March 30. Tuesday of Holy Week.  Bruce introduced the reflection for the day. He reminded the group,   “This one too is linking St Francis with an extract from the 1st reading of the day.”

From the Second Song of the Servant of the Lord.  The Lord said to me, “You are my servant Israel, in whom I will be glorified.  But I said, “I have laboured in vain. I have spent my strength for nothing and vanity, yet surely my right is with the lord, and my recompense with my God.”  Is 49:1-6 

St Francis spoke to Brother Masseo about himself.  From The Little Flowers of St Francis of Assisi.   “Wouldst thou know why all men come after me?

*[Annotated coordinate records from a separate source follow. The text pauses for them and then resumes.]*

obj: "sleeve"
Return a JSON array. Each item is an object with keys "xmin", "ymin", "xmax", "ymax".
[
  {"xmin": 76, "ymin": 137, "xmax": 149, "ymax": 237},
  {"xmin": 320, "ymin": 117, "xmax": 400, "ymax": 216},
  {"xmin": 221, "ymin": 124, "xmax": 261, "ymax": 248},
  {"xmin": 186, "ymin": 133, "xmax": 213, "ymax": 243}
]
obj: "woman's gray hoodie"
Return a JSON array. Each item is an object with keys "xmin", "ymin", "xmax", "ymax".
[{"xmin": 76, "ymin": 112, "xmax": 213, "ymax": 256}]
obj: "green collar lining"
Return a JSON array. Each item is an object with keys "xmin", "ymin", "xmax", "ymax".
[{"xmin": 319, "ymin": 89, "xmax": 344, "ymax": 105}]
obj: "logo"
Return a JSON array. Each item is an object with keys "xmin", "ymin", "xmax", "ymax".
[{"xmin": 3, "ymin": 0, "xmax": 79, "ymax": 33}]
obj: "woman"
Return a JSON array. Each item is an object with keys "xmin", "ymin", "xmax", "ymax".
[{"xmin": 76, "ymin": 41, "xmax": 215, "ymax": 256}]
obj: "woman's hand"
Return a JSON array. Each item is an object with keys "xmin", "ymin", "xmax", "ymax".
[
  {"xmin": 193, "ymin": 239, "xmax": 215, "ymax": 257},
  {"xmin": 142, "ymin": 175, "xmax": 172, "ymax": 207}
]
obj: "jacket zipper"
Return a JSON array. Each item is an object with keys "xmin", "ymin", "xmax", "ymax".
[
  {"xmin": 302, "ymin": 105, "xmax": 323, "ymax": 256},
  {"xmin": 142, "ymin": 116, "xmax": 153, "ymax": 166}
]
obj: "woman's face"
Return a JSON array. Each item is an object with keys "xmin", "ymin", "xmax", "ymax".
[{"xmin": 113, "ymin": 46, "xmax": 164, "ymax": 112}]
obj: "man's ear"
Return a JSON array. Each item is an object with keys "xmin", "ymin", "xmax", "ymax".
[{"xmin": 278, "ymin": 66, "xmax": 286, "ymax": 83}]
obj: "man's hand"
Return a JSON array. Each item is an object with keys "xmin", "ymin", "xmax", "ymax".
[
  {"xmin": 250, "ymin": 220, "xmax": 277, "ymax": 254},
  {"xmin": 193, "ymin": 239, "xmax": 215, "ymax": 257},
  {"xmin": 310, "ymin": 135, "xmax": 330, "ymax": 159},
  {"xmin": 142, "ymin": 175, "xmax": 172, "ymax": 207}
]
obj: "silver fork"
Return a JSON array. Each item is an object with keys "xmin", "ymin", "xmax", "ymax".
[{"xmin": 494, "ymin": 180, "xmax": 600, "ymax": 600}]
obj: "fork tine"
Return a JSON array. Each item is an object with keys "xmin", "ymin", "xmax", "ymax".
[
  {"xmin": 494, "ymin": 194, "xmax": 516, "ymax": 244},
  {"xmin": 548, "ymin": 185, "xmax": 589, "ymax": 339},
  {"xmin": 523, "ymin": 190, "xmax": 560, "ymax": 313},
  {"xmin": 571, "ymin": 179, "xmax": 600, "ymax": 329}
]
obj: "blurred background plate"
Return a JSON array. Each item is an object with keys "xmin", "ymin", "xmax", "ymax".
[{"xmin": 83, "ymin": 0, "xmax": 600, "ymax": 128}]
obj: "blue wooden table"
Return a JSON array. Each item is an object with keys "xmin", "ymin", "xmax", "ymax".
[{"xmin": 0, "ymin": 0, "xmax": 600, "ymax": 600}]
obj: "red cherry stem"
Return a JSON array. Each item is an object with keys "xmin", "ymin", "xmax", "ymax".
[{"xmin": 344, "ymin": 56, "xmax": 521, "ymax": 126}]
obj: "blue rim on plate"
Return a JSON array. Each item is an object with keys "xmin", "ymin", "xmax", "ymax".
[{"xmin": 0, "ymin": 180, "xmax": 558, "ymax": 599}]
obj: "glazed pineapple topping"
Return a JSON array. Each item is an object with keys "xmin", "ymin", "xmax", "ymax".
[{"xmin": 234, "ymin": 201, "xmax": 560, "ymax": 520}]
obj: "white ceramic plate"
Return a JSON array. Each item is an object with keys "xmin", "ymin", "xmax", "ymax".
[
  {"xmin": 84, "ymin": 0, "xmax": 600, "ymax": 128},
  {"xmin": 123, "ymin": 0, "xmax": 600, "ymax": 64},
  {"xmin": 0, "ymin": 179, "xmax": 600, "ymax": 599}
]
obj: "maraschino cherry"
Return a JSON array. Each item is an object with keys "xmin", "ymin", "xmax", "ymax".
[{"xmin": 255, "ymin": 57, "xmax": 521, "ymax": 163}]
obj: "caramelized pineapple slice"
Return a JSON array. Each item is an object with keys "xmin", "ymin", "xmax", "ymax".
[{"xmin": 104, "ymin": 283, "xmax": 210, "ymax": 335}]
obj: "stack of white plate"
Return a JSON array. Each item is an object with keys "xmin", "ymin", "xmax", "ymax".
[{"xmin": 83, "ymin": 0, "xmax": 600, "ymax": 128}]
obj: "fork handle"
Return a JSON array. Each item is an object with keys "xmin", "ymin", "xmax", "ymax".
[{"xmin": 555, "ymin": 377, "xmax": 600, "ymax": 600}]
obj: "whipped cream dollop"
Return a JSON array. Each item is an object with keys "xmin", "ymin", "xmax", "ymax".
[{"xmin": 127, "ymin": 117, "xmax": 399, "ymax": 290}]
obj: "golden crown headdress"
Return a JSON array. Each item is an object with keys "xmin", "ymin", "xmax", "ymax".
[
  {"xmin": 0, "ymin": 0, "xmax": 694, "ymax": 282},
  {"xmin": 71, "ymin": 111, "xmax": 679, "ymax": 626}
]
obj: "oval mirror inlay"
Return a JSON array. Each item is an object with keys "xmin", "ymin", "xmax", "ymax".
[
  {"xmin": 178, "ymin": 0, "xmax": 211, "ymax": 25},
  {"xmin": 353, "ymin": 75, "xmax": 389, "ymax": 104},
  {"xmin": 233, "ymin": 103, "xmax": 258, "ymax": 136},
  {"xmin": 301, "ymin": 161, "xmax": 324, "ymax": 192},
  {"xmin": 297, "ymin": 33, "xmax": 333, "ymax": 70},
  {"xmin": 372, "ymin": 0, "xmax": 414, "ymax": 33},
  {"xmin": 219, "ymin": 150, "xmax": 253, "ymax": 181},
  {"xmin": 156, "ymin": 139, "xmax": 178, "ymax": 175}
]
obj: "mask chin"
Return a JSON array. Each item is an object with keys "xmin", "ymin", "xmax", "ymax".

Know that it is because the Lord, who is in heaven, who sees the evil and the good in all places – because, I say, his holy eyes have found among men no one more wicked, more imperfect, or a greater sinner than I am; and to accomplish the wonderful work which he intends to do, he has found no creature more vile than I am on earth; for which reason he has chosen me, to confound all strength, beauty, greatness, noble birth, and all the science of the world, that men may learn that every virtue and every good gift cometh from him, and not from any creature, that none may glory before him; but if any one glory, let him glory in the Lord, to whom belongeth all glory in eternity.” Then Brother Masseo, at such a humble answer, given with so much fervour, was greatly impressed, and learned of a certain that St Francis was well grounded in humility.“ 

St Bonaventure, St Francis’ biographer, in a sermon preached in Paris in 1255 noted the importance of the virtue of meekness in the life of St Francis of Assisi.  He writes, “We ought to learn meekness, which is utterly necessary, from St Francis.  He cherished meekness not only toward other people, but also toward dumb animals.  Even wild animals came running to him as their friend and companion. (There is a famous story of St Francis communicating with and taming a hungry wild wolf who was threatening the people of the town of Gubbio.) Meekness is necessary to the pursuit of truth both in those learning and those who teach; it is necessary for the inward and outward practice of virtue, to make right judgements, for without it others are not corrected but destroyed. Meekness is necessary to attain eternal life. The meek person does not create favouritism towards persons, but will care for both the lesser and the greater.  The meek person is simple.  He should possess only what is necessary for his needs.  He should be someone who comforts the afflicted.” 

O sublime humility, o humble sublimity! The Lord of the universe, God and the Son of God so humbles Himself that for our salvation he hides himself under an ordinary piece of bread.”  

Reflect, share, pray. How does this reflection  speak to you?